A scream in a cemetery could mean all sorts of things. Sometimes ghastly, gruesome things. Other times it might herald nothing more than a practical joke.

Damon, scratching his chin, mused that in the days running up to Samhain, it could be either. So there was only one way to find out which one it was that night. He was going to have to investigate.

The scream had come from Damon’s left, so he headed off in that direction at a brisk pace. The path he was on took him down a steadily sloping hill and then meandered through a small clump of trees which was lovingly referred to by the residents as “The Wee Woods” because of its size.
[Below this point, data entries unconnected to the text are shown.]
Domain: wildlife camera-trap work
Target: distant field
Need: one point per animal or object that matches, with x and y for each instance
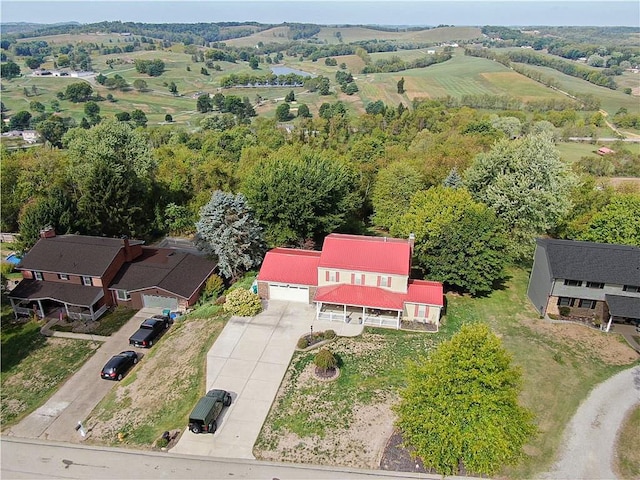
(435, 35)
(355, 34)
(611, 100)
(65, 38)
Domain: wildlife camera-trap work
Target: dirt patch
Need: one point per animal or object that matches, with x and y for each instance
(608, 347)
(361, 445)
(162, 378)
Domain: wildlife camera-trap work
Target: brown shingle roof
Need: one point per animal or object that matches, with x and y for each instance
(73, 254)
(73, 294)
(177, 272)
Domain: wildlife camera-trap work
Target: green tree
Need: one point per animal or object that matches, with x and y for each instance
(36, 106)
(204, 104)
(78, 92)
(139, 118)
(140, 84)
(20, 120)
(283, 112)
(527, 184)
(55, 209)
(112, 171)
(460, 407)
(299, 194)
(242, 302)
(52, 130)
(618, 222)
(228, 230)
(9, 70)
(457, 241)
(303, 111)
(392, 192)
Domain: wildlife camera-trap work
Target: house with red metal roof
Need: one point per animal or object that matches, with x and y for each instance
(354, 278)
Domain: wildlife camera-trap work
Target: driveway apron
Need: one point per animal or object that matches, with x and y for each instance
(78, 396)
(249, 359)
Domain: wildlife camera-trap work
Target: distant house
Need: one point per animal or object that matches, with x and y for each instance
(594, 280)
(354, 278)
(605, 151)
(83, 276)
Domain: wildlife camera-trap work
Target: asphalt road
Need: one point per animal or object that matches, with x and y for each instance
(37, 459)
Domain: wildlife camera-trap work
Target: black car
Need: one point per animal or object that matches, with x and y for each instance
(118, 365)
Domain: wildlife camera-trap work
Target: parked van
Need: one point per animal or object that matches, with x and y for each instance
(203, 418)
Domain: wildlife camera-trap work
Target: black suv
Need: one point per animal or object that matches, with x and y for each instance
(204, 416)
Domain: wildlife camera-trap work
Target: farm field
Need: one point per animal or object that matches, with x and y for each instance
(611, 100)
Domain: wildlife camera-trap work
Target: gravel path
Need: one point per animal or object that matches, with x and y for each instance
(588, 444)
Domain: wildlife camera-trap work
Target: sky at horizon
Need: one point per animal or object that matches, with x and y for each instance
(331, 12)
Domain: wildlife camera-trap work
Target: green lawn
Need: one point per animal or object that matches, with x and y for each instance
(34, 366)
(557, 374)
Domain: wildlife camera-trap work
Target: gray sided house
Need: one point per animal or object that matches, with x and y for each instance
(594, 280)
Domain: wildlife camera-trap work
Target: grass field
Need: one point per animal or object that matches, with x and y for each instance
(34, 366)
(560, 366)
(611, 100)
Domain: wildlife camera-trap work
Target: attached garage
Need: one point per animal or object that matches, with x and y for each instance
(157, 301)
(289, 293)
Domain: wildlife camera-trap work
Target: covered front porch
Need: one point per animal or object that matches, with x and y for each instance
(358, 314)
(77, 302)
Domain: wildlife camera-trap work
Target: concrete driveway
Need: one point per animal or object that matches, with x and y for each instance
(74, 401)
(249, 359)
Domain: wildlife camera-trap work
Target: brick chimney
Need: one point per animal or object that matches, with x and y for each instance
(47, 232)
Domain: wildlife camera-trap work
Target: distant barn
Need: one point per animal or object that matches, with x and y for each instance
(605, 151)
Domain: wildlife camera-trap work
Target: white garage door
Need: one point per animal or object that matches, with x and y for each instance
(156, 301)
(290, 293)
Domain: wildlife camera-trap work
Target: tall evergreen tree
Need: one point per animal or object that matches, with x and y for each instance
(228, 230)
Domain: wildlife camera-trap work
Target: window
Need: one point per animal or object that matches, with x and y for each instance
(123, 295)
(565, 302)
(587, 304)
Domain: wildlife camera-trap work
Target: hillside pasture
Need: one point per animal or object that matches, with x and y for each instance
(434, 35)
(611, 100)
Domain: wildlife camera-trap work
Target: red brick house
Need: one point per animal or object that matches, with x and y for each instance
(354, 278)
(82, 276)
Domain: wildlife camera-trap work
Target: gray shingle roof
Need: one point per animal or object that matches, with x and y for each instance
(593, 262)
(176, 272)
(620, 306)
(73, 254)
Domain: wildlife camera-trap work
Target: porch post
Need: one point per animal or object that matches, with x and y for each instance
(13, 307)
(609, 324)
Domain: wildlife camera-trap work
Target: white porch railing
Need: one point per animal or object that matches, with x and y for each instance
(88, 316)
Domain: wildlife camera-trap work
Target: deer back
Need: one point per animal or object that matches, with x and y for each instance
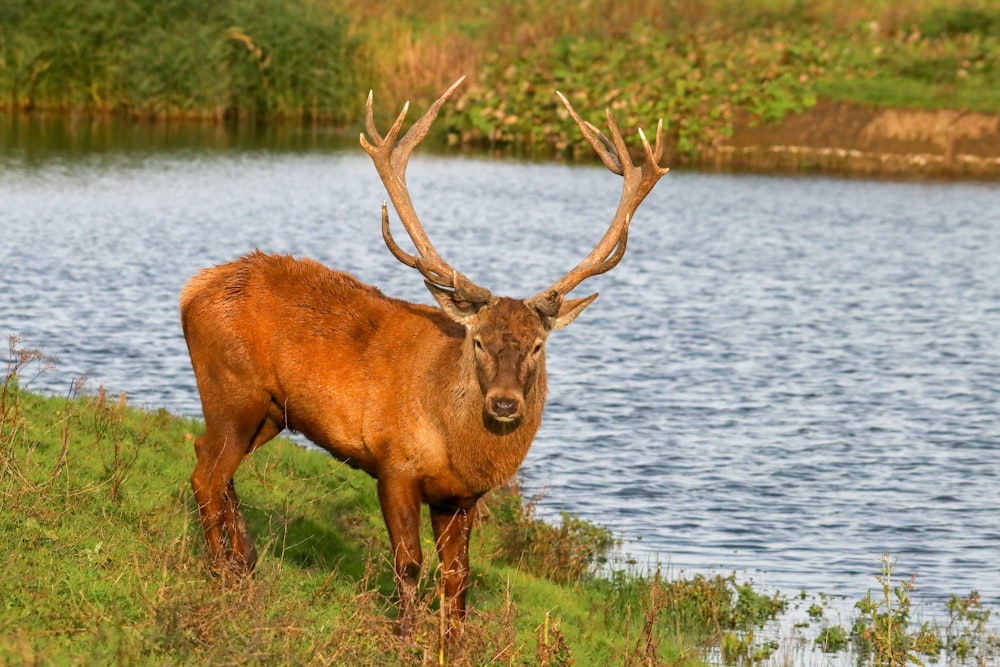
(389, 386)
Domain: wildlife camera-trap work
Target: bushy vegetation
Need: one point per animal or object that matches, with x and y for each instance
(265, 58)
(698, 65)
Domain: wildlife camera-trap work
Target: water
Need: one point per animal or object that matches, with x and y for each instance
(785, 377)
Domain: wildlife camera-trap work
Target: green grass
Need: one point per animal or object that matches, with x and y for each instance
(698, 65)
(105, 560)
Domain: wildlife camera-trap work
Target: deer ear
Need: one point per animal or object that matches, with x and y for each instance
(459, 311)
(568, 311)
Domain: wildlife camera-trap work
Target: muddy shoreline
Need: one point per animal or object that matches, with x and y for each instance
(853, 139)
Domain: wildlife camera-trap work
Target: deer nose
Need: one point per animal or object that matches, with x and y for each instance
(505, 407)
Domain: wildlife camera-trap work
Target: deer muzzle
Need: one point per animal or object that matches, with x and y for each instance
(504, 407)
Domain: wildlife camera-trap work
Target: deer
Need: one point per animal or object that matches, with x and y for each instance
(438, 404)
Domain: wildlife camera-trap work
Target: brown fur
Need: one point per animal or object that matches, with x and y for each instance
(406, 392)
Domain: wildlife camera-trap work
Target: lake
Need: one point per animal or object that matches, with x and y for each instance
(785, 377)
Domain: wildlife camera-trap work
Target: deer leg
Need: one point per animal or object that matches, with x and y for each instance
(220, 452)
(400, 503)
(452, 529)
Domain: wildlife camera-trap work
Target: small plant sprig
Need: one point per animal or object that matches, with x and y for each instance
(882, 632)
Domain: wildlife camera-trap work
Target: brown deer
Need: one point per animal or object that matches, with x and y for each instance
(439, 405)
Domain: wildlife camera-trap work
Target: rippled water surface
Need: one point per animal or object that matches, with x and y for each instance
(785, 376)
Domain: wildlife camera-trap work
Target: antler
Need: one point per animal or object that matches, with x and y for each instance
(639, 180)
(390, 157)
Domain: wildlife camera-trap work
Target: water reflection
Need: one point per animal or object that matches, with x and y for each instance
(785, 377)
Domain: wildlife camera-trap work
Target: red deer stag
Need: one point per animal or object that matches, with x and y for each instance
(438, 405)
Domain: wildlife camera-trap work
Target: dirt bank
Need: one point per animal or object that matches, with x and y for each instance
(840, 137)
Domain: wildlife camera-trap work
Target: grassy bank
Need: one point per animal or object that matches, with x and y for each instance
(105, 564)
(104, 561)
(698, 65)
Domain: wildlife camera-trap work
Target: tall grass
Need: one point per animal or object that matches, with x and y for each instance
(698, 65)
(268, 58)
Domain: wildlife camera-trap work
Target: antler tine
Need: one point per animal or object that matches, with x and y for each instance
(639, 180)
(602, 146)
(390, 158)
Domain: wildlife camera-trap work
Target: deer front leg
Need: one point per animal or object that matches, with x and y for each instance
(452, 529)
(400, 503)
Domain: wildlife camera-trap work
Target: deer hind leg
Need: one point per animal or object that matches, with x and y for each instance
(401, 510)
(220, 452)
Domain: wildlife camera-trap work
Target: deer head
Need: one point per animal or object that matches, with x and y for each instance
(506, 336)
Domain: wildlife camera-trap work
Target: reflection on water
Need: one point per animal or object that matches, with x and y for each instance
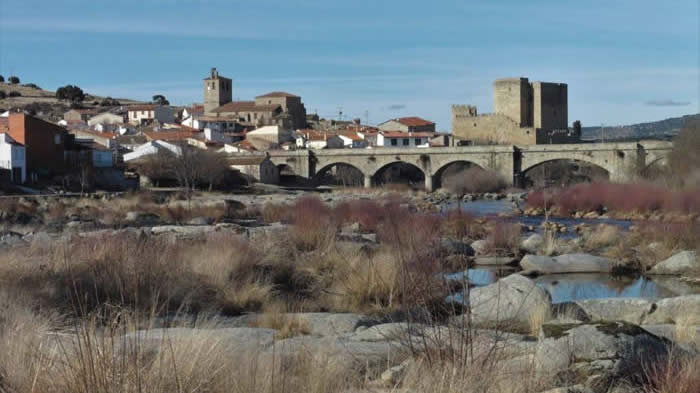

On the other side, the landscape opened up once more to reveal a densely-packed swathe of memorials, dating to some of the earliest – and grandest – burials.

‘Are you going to walk past me without even a hello or a nod?’ a sulky voice said from out of the gloom.

Damon stopped and turned. Sitting on top of a long, flat tomb of marble was Tabitha Stephenson, all dressed up like the witch she was.

‘I thought we were friends,’ she pouted.

‘We are.’

‘I thought we were best friends.’

‘We are.’

‘I thought we were besom buddies.’

Damon rolled his eyes. Tabitha was easily offended and knew how to hold a grudge. ‘I heard a scream. Thought I better check it out.’

‘There’s always screaming round here. It’s a cemetery. What do you expect?’

‘This close to The Veil thinning…it could be serious. And it is my job.’

‘But you could spare a few minutes to exchange pleasantries with an old pal.’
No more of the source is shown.